J e chinerai comme je pourrai du papier pour écrire » ; « L’enfer est là qui nous rôtit » ; « Je t’arrive, Caron, en piteux équipage et tous ces gens qui m’accompagnent ne sont pas plus frimants que moi »… Ce sont là trois phrases des Cahiers de prison rédigés entre février et octobre 1946 par Louis-Ferdinand Céline, incarcéré à Vestre Fængsel, la principale prison de Copenhague.

Des cahiers réunis pour la première fois en un seul volume, constituant un soubassement de l’œuvre, richement annotés par Jean Paul Louis, fondateur des éditions Du Lérot, coéditeur avec Henri Godard de la correspondance de l’auteur dans la Pléiade.

Il y a d’abord le contexte : en juin 1944, Céline entend gagner le Danemark, où il a placé en or ses droits d’auteur. Il est retenu quelques mois en Allemagne avant de parvenir à Copenhague. Poursuivi par un mandat d’arrêt international, il est arrêté puis incarcéré.
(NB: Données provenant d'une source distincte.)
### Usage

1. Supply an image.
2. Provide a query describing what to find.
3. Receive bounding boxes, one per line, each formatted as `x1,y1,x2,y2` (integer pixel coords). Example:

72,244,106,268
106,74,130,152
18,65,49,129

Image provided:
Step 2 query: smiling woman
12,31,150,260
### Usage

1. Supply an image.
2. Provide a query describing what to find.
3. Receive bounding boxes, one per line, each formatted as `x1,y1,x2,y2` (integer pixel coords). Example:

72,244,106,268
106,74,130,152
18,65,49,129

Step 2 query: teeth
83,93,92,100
L’écrivain s’applique d’emblée à orchestrer sa défense pour éviter l’extradition, avec la perspective de finir au poteau.

On lit un Céline dans le déni de ses pamphlets antisémites, qui minimise, s’arrange avec les faits, se glisse dans la fable « Le Loup et l’agneau » de La Fontaine, persuadé de payer le succès « inouï » de Voyage, son entrée « fracassante » dans les lettres qui a bouleversé « tout le style du roman français ». Un Céline connu depuis sa correspondance, au comique atrabilaire, au râle plaintif, autoproclamé victime de l’universelle vacherie, proscrit : « La France à toutes les époques s’est toujours montrée féroce envers ses écrivains et poètes, elle les a toujours persécutés, traqués. » De là à se comparer à Victor Hugo, il n’y a pas lerche.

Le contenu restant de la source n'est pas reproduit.